Build Your Business Plan
The second driver in starting your own accounting business is found within your business plan. First, create the overarching goals and objectives that will form the foundation of your business. From there, include detailed financial plans, your marketing strategy for potential, new, and returning clients, and an organizational sketch of your accounting business from years one to five. To streamline your process, use this business plan template, for comprehensive and detailed results.
Your completed accounting business plan provides not only the basis of your goals and processes; it also acts as the major definer of the financial picture of your accounting business. Banks and other lending institutions will expect to review your accounting business plan, as will capital venture or angel investors. Because this document presents your immediate and future plans for start-up and growth, ensure the accounting business plan is fully-developed and ready to present upon completion.
In conjunction with offering your business plan to lenders or investors, you’ll want to prepare a visual presentation or “pitch deck” as a support to your business plan. There are several ways to create supporting presentation visuals, such as PowerPoint slides, an infographic, or a brief video highlighting your accounting business. The visual presentation should be brief, engaging, and supportive of the accounting business plan, similar to these pitch deck examples, which will help retain the interest of those present.
Create Your Marketing Strategy
A pivotal driver in starting your own accounting business will be the formation of your marketing strategy. Initial efforts should include a business website and the creation of social media outlets, such as Facebook and Instagram, for communication with clients. Your specific strategies will heavily depend on your target audience:
If individuals are your target audience, you’ll want to reach them with personalized invitations using your business website. Create an email campaign to introduce yourself and highlight the services offered. Because most people have tax questions, start a blog on your site to address common questions and answers. Offer initial consultations free of charge or add a service, such as a free retirement plan estimate for established clients. Most significantly, get out into your community to meet potential clients. Attend community events and gatherings and become involved in your local government. The people connections you make will often turn into client-business relationships, all of which bring long-term growth to your accounting business.

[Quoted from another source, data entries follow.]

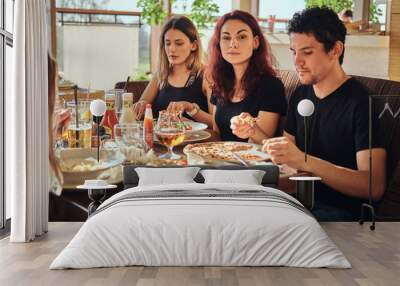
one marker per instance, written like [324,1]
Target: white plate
[252,154]
[196,136]
[196,126]
[74,178]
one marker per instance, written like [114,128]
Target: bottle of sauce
[148,128]
[127,116]
[109,118]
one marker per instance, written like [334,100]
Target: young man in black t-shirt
[338,133]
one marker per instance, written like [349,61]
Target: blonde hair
[52,87]
[186,26]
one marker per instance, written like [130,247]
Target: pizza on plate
[221,150]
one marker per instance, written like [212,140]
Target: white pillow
[166,176]
[249,177]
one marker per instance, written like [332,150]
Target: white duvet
[188,231]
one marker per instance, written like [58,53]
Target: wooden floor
[375,256]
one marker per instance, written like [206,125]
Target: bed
[201,224]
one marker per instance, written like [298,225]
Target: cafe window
[100,43]
[6,44]
[276,14]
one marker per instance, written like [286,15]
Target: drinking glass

If businesses are your target audience, you’ll want to create a marketing strategy that is directed to specific owners and other executives. Efforts to reach potential clients in this target audience may include arranging personal interviews or setting up a review of tax filings to suggest tax savings or improvements. Additionally, use social media, such as Facebook and Instagram, to engage your audience and, in particular, join community clubs and attend charitable events where executives often gather. Again, the people connections you make will often turn into client-business relationships and that spells long-term growth for your accounting business. For additional ideas in marketing your accounting business, consider the accounting ideas found for small business marketing success.
Calculate Start-Up Costs and Secure Funding
Another major driver in starting your own accounting business will be found in correctly estimating the costs involved. Although it is tempting to estimate costs and hope for the best, it is critical to have enough funding for starting and operating your accounting business for the first six months. Projected start-up costs often include up to six additional months of expenses, as most businesses require a full year to realize profitability. Costs may include salaries, computer equipment and software, lease payments, utilities, furnishings, and any permits or licenses the city requires.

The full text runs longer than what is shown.